In the Supreme Court Regulation No. 13 Year 2016 on the Procedures of Handling Criminal Cases by Corporations, Article 4 paragraph (2) letter (c), it is mentioned that a corporate can be convicted for three element, one of which is if it provides no prevention system. The KPK is preparing a guidance on the prevention system for corruption by corporations, one of the elements of preventive commitment is to have individuals/work units as implementers of the system. Thus, the assessment of corporate error can be seen from the extent in which a corporation also allocates its human resources to build a preventive system.
For private companies, there are no certain criteria. The CIO requirement is related to the function of internal compliance/oversight implementer. Thus, a company that has a CIO is a company that has a Compliance Management System within its organizational structure.
“This is indeed any big company that require to have compliance function or Multinational Company or Company that has reached maturity level. Meanwhile, for Micro, Small and Medium Enterprises, as long as the company has compliance function, it is allowed. to have CIO. If it does not has compliance function, then the KPK can encourage the implementation of the Corruption Prevention Guidelines for the SMEs. This guide is currently being drafted,” said Roro Wide Sulistyowati, Head of KPK’s Task Force for Private Sector.
Within the Certification Scheme, there will be the Code of Conducts for CIO. For anyone who is indicated to violate the Code of Conducts, his or her competency certificate may be revoked.
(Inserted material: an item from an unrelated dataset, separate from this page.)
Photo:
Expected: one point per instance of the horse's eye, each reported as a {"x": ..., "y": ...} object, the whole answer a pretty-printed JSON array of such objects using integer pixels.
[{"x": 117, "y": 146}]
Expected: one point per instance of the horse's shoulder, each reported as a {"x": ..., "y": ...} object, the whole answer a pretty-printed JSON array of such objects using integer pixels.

LSP (Institute for Extension Certification) of KPK also has an Ethics Committee that can follow-up if there is a CIO that violates the Code of Conducts. “However, good governance and managerial systems must also be established in a corporation in order to ensure everyone is constantly reminded of the importance of implementing integrity,” said Zulfadhli Nasution, Staff of KPK’s Task Force for Private Sector.
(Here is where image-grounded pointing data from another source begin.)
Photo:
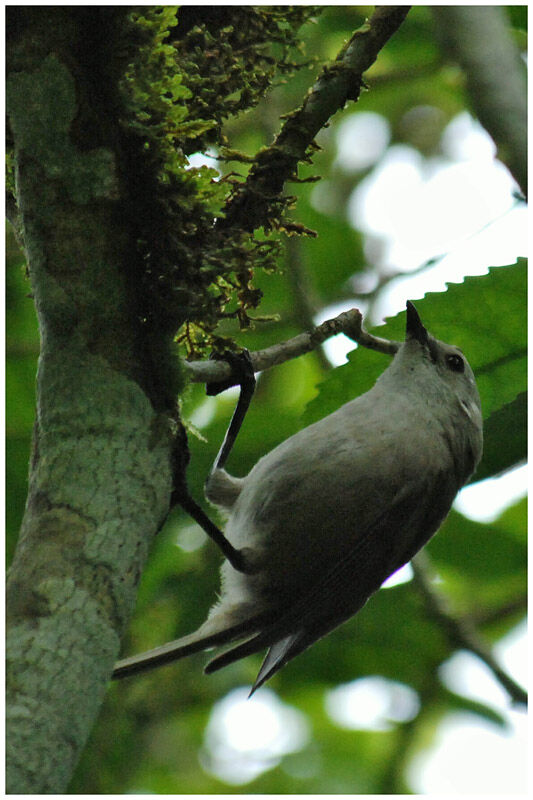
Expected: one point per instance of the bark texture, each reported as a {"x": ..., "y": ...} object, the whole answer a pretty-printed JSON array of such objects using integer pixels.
[{"x": 100, "y": 477}]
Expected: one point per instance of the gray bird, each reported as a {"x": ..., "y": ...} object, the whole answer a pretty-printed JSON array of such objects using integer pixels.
[{"x": 329, "y": 514}]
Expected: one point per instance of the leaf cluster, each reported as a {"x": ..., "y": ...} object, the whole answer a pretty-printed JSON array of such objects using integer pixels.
[{"x": 191, "y": 70}]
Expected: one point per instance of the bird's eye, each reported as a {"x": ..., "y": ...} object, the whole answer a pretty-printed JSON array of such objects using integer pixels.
[{"x": 455, "y": 363}]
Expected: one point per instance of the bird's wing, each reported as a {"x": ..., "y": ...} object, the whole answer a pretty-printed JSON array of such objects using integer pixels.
[{"x": 343, "y": 590}]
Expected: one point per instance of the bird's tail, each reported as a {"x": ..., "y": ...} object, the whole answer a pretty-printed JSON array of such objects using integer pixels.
[{"x": 202, "y": 639}]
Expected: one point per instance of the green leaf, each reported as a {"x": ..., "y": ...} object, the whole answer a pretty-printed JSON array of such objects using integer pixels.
[{"x": 485, "y": 316}]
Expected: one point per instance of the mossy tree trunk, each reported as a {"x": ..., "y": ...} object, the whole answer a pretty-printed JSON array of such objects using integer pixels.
[{"x": 100, "y": 477}]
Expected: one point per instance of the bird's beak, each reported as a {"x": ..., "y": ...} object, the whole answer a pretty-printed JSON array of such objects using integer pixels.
[{"x": 414, "y": 328}]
Then, in the certification scheme, there is a clause regarding Certificate Freezing and Certificate Revocation. Freezing and revocation of certificates are conducted if a holder of a competency certificate is found to be in violation of the certificate holder’s obligation and may be detrimental to the LSP of KPK. “This means that if a CIO in a company commits a fraudulent act by violating its obligations (for example, not reporting any potential corruption to law enforcement officials even if he or she knows it) then the certificate has been frozen and revoked under the LSP of KPK’s Ethics Committee.” Head of KPK’s Task Force for Private Sector, Roro Wide Sulistyowati, confirms.